“And, therefore, would scorn me.”

“Try her,” said the doctor, drily. “Her father and mother, as I know, married on a ten-pound note. But if I am wrong again, I must adopt the popular view in Thrums. It is a Glasgow lady after all? Man, you needn’t look indignant at hearing that the people are discussing your intended. You can no more stop it than a doctor’s orders could keep Lang Tammas out of 182 church. They have discovered that she sends you flowers twice every week.”

“They never reach me,” answered Gavin, then remembered the holly and winced.

“Some,” persisted the relentless doctor, “even speak of your having been seen together; but of course, if she is a Glasgow lady, that is a mistake.”

“Where did they see us?” asked Gavin, with a sudden trouble in his throat.

“You are shaking,” said the doctor, keenly, “like a medical student at his first operation. But as for the story that you and the lady have been seen together, I can guess how it arose. Do you remember that gypsy girl?”

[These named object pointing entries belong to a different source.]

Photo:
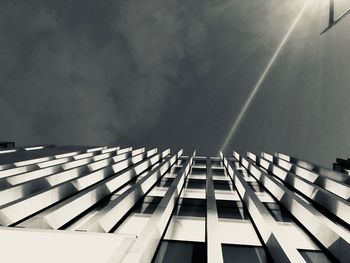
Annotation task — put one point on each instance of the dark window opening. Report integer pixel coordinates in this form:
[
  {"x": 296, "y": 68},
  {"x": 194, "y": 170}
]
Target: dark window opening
[
  {"x": 199, "y": 171},
  {"x": 191, "y": 207},
  {"x": 179, "y": 251},
  {"x": 231, "y": 210},
  {"x": 218, "y": 172},
  {"x": 147, "y": 205},
  {"x": 165, "y": 182},
  {"x": 279, "y": 213},
  {"x": 256, "y": 187},
  {"x": 222, "y": 185},
  {"x": 196, "y": 184},
  {"x": 313, "y": 256},
  {"x": 244, "y": 254}
]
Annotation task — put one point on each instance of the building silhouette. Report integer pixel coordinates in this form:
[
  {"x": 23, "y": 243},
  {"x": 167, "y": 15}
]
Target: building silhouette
[{"x": 112, "y": 204}]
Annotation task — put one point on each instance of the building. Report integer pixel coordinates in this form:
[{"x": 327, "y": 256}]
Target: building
[{"x": 112, "y": 204}]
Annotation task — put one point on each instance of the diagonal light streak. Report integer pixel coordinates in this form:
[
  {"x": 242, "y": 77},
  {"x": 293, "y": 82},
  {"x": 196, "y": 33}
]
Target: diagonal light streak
[{"x": 247, "y": 103}]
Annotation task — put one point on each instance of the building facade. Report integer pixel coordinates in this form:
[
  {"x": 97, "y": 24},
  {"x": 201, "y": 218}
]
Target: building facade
[{"x": 112, "y": 204}]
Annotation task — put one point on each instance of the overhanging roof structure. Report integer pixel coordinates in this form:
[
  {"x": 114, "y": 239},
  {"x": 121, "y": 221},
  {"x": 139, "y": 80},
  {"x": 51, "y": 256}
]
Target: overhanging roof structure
[{"x": 112, "y": 204}]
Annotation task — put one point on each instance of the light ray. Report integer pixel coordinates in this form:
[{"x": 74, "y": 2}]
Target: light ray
[{"x": 246, "y": 105}]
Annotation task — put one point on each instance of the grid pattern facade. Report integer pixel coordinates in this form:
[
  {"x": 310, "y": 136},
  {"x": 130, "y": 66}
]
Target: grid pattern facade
[{"x": 161, "y": 206}]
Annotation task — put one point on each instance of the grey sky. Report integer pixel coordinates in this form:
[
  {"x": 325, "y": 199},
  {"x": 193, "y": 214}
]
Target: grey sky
[{"x": 175, "y": 73}]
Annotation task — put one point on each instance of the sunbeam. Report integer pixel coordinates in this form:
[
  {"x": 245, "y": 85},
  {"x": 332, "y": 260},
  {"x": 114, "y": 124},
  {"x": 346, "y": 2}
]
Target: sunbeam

The doctor had begun by addressing the fire, but he suddenly wheeled round and fired his question in the minister’s face. Gavin, however, did not even blink.

“Why should I have forgotten her?” he replied, coolly.

“Oh, in the stress of other occupations. But it was your getting the money from her at the Kaims for Nanny that I was to speak of. Absurd though it seems, I think some dotard must have seen you and her at the Kaims, and mistaken her for the lady.”

McQueen flung himself back in his chair to enjoy this joke.